Что касается Ганса Касторпа, то он сожалел об этом застое и с гордостью и тревогой вспоминал принципиального Иоахима, героическим усилием воли порвавшего клейкую паутину суесловий Радаманта и бежавшего к своему знамени, в древко которого, как представлялось Гансу Касторпу, он судорожно теперь вцепился, подняв три пальца десницы в воинской присяге. Нафта тоже присягал знамени и тоже был принят под его сень, как сам он выражался, рассказывая Гансу Касторпу о целях своего ордена; но со своими отклонениями и комбинациями оказался, очевидно, менее ему верен, чем Иоахим — своему; причем Ганс Касторп, слушая бывшего или будущего иезуита, как штатский и дитя мира, еще больше укреплялся в прежнем своем мнении о взаимной симпатии, которую оба они должны чувствовать к своим родственно близким профессиям и сословиям. Ибо и то и другое сословие было военным во многих смыслах: как в смысле аскетизма и иерархии, так и в смысле повиновения и испанской чести. Последнее играло немаловажную роль в ордене Нафты, возникшем, как известно, в Испании[78], и принятое в обществе Иисуса расписание духовных упражнений[79], своего рода прообраз строевого устава, введенного впоследствии в Пруссии Фридрихом для пехоты, было написано первоначально на испанском языке, потому-то Нафта в своих рассказах и объяснениях часто прибегал к испанским выражениям. Так, например, он говорил о «dos banderas» — двух знаменах: господнем и сатанинском, под которыми собирались перед великим походом два воинства: вблизи Иерусалима — воинство, коим командовал Спаситель, «capitan general»[80] всех добрых христиан, и другое, на равнине Вавилонской, где «caudillo», или предводителем, был Люцифер…

А разве пансион «Утренняя звезда» не представлял собой настоящего кадетского корпуса, где разбитых на «дивизии» воспитанников приучали с честью блюсти воинскую и духовную благопристойность — своего рода сочетание «жесткого воротничка» и «испанских брыжей», если можно так выразиться?
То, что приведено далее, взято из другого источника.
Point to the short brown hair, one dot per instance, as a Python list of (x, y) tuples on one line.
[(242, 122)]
Понятия чести и отличий, игравшие столь важную роль в сословии Иоахима — как ясно бросались они в глаза, думал Ганс Касторп, и в обществе Иисуса, где Нафте, к сожалению, болезнь помешала выдвинуться. Послушать его — так орден сплошь состоял из честолюбивейших офицеров, воодушевленных одной лишь мыслью отличиться на службе («Insignes esse» называлось это по-латыни). По учению и уставу его основателя и первого генерала, испанца Лойолы, эти честолюбцы лучше, ревностнее служили всевышнему, чем те, кто руководствовался одним лишь разумом. Они свершали «ex supererogatione», сверх положенного, не просто противостояли искушениям бунтующей плоти («rebellioni carnis»), что свойственно всякому мало-мальски здравомыслящему человеку, а боролись и наступали на горло любым чувственным побуждениям, себялюбию и жизнелюбию даже в вещах, дозволенных всем и каждому. Ибо деятельно бороться с врагом, то есть атаковать, выше и достославнее, чем просто обороняться («resistere»). Измотать и сломить врага! — значилось в полевом уставе, и его составитель, испанец Лойола, и тут проявил полное единодушие с capitan general Иоахима, прусским Фридрихом и его правилом ведения войн: «Атаковать! Атаковать!», «Не давать врагу опомниться!», «Attaquez donc toujours!».[81]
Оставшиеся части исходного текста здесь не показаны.